O mestre tem a função de conduzir sua mesa ao divertimento. E é normalmente ele que planeja os dias de jogo. E para isso temos algumas dicas:
Além de criar as aventuras, um mestre deve descrever-lha aos jogadores. Então junto com o sistema, ele os guiará pelo seu cenário e história.
Como mestre, você além de criar cenários e histórias, deve criar os PnJ “Personagens não Jogáveis”. Eles são usados em suas cenas para interagir com os personagens Protagonistas “PP” de seus jogadores. E também dão mais vida ao seu universo de jogo.
Um segundo exemplo do uso de PnJ é os eventos narrativos. Esses, são eventos que ocorrem dentro do seu universo de jogo. Porem não estão diretamente relacionados com a sessão em si. Por exemplo:
Os jogadores entram em uma missão onde serão transportados pelo comandante Luan. Assim são entregues para o local da missão, e lá ficam por dois dias. No término da mesma o mesmo transporte vem busca-los. Porem descobrem que o comandante Luan sofreu um grave acidente, e foi substituído pela comandante Gabriely.
Que acidente foi esse? Por que foi substituído pela comandante gabriely? Isso tudo foi um acontecimento narrativo, que ocorreu enquanto eles estavam na missão. E acredite ou não, isso dá muita vida ao seu universo. Você como mestre pode criar acontecimentos narrativos enormes que podem gerar ganchos narrativos interessantes.
E além de roteirista, o mestre age como um juiz de jogo. Assim, toda a confusão que ocorrer durante uma sessão terá que ser resolvida pelo mestre. A decisão final de qualquer conflito feito pelos jogadores será dada pelo mestre e não pelos jogadores.
O mestre deve manter sua mesa em extensa harmonia e foco. Procure chamar a atenção de seus jogadores quando os mesmos estiverem mexendo no celular, ou fazendo qualquer outra coisa que não seja relevante a sessão.

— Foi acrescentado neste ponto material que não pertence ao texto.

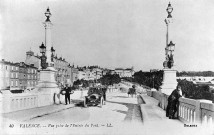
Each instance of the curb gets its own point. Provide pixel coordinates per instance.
(49, 112)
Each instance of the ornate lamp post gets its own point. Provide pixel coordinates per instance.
(43, 57)
(168, 21)
(169, 10)
(171, 49)
(52, 53)
(169, 77)
(48, 15)
(47, 86)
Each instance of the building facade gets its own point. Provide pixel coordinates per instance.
(128, 72)
(16, 76)
(64, 72)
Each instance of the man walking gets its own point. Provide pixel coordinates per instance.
(67, 94)
(173, 100)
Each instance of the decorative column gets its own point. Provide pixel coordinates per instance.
(169, 78)
(48, 43)
(47, 87)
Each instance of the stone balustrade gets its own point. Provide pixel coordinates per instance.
(16, 102)
(189, 110)
(22, 101)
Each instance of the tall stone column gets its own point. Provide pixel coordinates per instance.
(47, 87)
(169, 78)
(48, 42)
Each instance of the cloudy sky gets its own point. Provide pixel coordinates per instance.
(111, 33)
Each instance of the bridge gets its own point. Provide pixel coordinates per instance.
(143, 114)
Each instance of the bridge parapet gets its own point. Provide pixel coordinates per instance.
(15, 102)
(189, 110)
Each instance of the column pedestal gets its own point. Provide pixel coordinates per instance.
(169, 81)
(48, 91)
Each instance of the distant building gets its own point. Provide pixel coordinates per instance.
(154, 70)
(63, 74)
(196, 78)
(17, 76)
(128, 72)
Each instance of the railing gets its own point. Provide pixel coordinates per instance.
(207, 113)
(15, 102)
(189, 110)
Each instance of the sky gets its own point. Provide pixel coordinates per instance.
(111, 33)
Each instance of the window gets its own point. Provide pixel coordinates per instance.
(11, 83)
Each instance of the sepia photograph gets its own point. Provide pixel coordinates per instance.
(106, 67)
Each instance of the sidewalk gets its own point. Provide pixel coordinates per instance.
(28, 114)
(154, 117)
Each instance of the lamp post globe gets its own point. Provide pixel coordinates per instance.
(48, 14)
(171, 46)
(169, 10)
(53, 51)
(42, 48)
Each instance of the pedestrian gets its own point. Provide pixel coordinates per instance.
(67, 94)
(132, 91)
(173, 101)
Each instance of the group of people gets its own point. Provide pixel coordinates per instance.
(173, 101)
(132, 91)
(67, 91)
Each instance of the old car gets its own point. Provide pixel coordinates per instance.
(96, 96)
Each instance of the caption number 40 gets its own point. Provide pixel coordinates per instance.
(11, 125)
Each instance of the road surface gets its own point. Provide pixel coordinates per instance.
(120, 115)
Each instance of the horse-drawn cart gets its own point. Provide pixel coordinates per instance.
(96, 96)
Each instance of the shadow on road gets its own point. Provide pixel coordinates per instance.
(128, 113)
(120, 96)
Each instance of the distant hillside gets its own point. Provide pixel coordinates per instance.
(195, 73)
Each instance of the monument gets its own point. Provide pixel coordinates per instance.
(169, 78)
(47, 87)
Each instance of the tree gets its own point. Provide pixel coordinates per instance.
(109, 79)
(193, 91)
(149, 79)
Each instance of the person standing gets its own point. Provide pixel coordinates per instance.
(173, 101)
(67, 94)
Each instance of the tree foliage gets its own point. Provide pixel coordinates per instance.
(194, 73)
(191, 90)
(150, 79)
(109, 79)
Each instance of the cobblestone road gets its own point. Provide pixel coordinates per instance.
(120, 115)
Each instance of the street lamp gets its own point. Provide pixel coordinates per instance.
(171, 47)
(43, 57)
(48, 14)
(169, 10)
(42, 49)
(153, 76)
(52, 53)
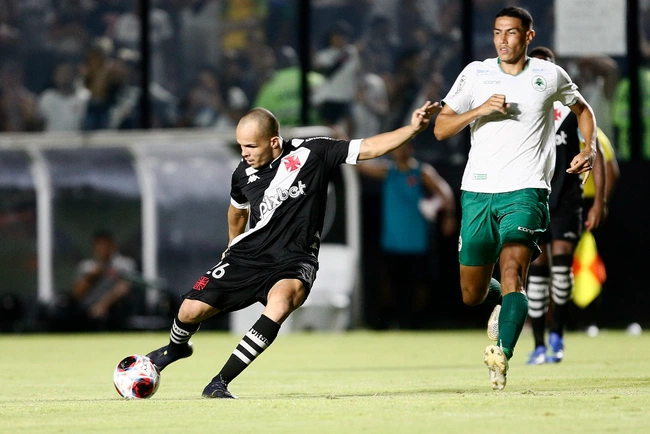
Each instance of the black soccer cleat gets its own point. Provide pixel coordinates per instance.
(163, 356)
(217, 388)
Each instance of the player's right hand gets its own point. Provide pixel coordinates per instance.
(495, 104)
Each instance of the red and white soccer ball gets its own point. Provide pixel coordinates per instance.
(136, 377)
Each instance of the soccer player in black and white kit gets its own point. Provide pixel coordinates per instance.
(279, 190)
(552, 269)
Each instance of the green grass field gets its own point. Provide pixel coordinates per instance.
(357, 382)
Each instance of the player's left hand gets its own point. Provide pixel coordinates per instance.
(582, 163)
(422, 115)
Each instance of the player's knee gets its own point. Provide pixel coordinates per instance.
(472, 295)
(192, 312)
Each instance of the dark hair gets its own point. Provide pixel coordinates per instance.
(544, 52)
(516, 12)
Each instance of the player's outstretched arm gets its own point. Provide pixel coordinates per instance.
(584, 161)
(381, 144)
(450, 123)
(596, 213)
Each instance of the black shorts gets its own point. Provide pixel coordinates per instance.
(566, 221)
(229, 286)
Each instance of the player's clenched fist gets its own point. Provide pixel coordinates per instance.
(496, 103)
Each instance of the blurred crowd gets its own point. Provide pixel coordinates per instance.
(75, 65)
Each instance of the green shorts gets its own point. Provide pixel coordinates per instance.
(492, 219)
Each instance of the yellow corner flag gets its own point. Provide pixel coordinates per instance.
(588, 271)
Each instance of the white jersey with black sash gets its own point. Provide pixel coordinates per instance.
(286, 201)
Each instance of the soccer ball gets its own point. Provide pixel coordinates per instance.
(136, 377)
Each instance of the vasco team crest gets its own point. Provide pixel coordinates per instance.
(539, 83)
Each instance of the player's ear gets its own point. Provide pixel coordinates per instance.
(530, 35)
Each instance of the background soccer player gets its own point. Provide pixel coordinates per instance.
(553, 267)
(508, 103)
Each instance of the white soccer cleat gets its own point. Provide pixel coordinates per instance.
(497, 364)
(493, 323)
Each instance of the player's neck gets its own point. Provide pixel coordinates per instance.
(514, 68)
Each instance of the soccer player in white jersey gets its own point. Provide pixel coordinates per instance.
(279, 189)
(508, 103)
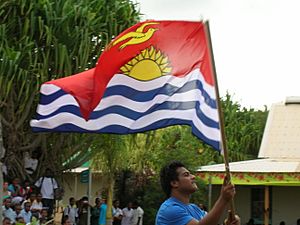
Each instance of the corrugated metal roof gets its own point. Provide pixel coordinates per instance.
(258, 165)
(281, 137)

Porem fique atento aos alertas indiretos que seus jogadores fornecem. Por exemplo: se um jogador não está focado em sua sessão, pode ser que a mesma não esteja interessante para ele. Então você deve criar cenas que atraiam a atenção daquele jogador.
Procure incentivar seus jogadores. Em vez de simplesmente descrever suas ações, faça eles interpretá-las fisicamente (de modo que não prejudique sua saúde). Elogie suas ações, sejam elas bem-sucedidas ou não. Faça com que leiam as regras para ficar a parte do que podem ou não fazer.
E procure ficar atento com a autoestima dos jogadores. Alguns jogadores podem se achar melhores que os outros, e muitas vezes provocar outros jogadores fora da mesa a ponto de fazê-los se sentirem inúteis em uma sessão. E isso acaba com o andamento do jogo. Mostre aos seus jogadores que eles são igualmente necessários para sua campanha (e dessa a porrada nos jogadores chatos).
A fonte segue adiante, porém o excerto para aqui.